El ‘periodistas, que pasen, pero de uno en uno y con el carnet en la boca’ es una muestra más de que hemos dado algunos pasos atrás con respecto a tiempos anteriores, quizá no solo por culpa de la pandemia. Los pasillos del Congreso sirven para que una mayoría de diputados pase por ellos, camino del hemiciclo, sin mirar a los colegas que intentan abordarles, como es su obligación (la de los colegas, claro, no la de los diputados). Las imágenes que nos proporcionan esos momentos suelen ser las de periodistas que, micrófono y cámara en mano, se arremolinan para preguntar al personaje político de turno cuando entra para ocupar su escaño (bueno, eso cuando los ocupan, porque la Cámara medio vacía suele ser lo más frecuente tras estas larguísimas vacaciones parlamentarias). Sin que, claro, el personaje se digne a detenerse para responder educadamente, aunque sea una nadería.

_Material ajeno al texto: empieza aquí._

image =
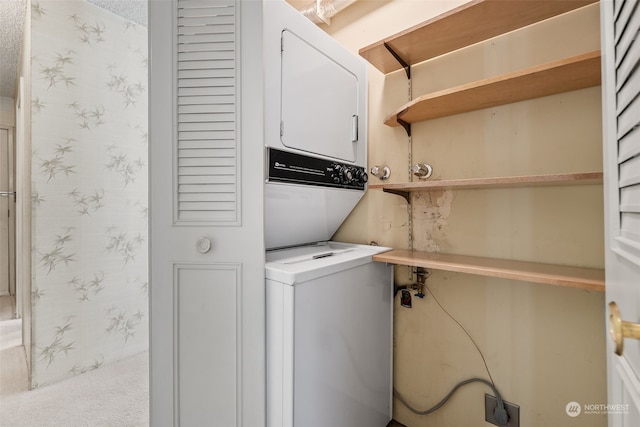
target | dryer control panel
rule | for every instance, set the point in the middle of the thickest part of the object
(293, 168)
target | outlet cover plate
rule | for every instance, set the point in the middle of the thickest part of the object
(490, 404)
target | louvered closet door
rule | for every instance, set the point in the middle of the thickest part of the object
(206, 249)
(621, 106)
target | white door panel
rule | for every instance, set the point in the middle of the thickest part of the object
(621, 118)
(206, 247)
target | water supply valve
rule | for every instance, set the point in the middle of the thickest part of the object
(422, 170)
(382, 173)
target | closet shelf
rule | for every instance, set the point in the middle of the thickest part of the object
(568, 74)
(550, 274)
(582, 178)
(468, 24)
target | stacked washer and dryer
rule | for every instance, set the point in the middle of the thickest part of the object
(329, 305)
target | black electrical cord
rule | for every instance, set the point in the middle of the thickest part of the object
(500, 413)
(448, 396)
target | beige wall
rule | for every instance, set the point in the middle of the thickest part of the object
(7, 112)
(544, 345)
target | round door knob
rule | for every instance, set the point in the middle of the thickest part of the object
(203, 245)
(619, 329)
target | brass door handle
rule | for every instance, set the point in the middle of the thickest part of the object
(619, 329)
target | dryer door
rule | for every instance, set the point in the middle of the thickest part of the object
(319, 110)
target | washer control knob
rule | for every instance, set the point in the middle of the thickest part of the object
(348, 175)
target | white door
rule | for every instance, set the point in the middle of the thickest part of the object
(207, 363)
(6, 214)
(621, 107)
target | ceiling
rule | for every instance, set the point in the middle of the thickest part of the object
(11, 23)
(12, 13)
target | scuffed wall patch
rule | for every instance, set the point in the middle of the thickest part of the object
(430, 212)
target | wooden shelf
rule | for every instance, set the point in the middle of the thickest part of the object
(468, 24)
(404, 188)
(550, 274)
(564, 75)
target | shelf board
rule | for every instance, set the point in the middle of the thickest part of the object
(550, 274)
(577, 72)
(468, 24)
(582, 178)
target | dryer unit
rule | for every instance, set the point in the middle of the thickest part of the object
(316, 131)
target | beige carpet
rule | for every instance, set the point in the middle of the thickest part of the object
(116, 395)
(112, 396)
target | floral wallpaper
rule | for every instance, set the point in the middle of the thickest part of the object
(89, 178)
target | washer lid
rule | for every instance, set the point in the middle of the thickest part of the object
(300, 264)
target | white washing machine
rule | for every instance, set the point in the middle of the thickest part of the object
(329, 305)
(329, 337)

No sé qué tiene que ocurrir para que eso que llaman, mal llamada, clase política varíe sus comportamientos entre ellos y también hacia nosotros

La reivindicación de la libre presencia en las instituciones, por ejemplo las Cortes —quien suscribe, freelance y, por tanto, sin acreditación de un medio concreto, no tiene ahora entrada, con el Covid como pretexto ‘batetllano’ para la exclusión de quienes escriben, ay, ‘por libre’—, no es sino la punta del iceberg, por supuesto. El mal funcionamiento del poder parlamentario, que no Legislativo, sigue siendo proverbial: nuestros representantes trabajan poco y su comportamiento, por ejemplo en las sesiones de control parlamentario, sigue provocando un cierto bochorno. No sé qué tiene que ocurrir para que eso que llaman, mal llamada, clase política varíe sus comportamientos entre ellos y también hacia nosotros, que somos, o deberíamos, intermediarios entre las fuentes y la ciudadanía, con derecho a preguntar y a recibir respuestas.

Algunos compañeros han podido, sí, al fin, volver a ‘pasillear’ por la Cámara Baja —por la Alta van pocos, pero por falta de interés—. Pero eso no significa que usted vaya a estar más y mejor informado/a sobre lo que en las profundidades de la política española, cerrada a cal y canto —más por parte del Gobierno que de algunos partidos de la oposición, esa es la verdad— a cualquier atisbo de transparencia. Y, encima, decirlo o escribirlo siempre te sale muy caro.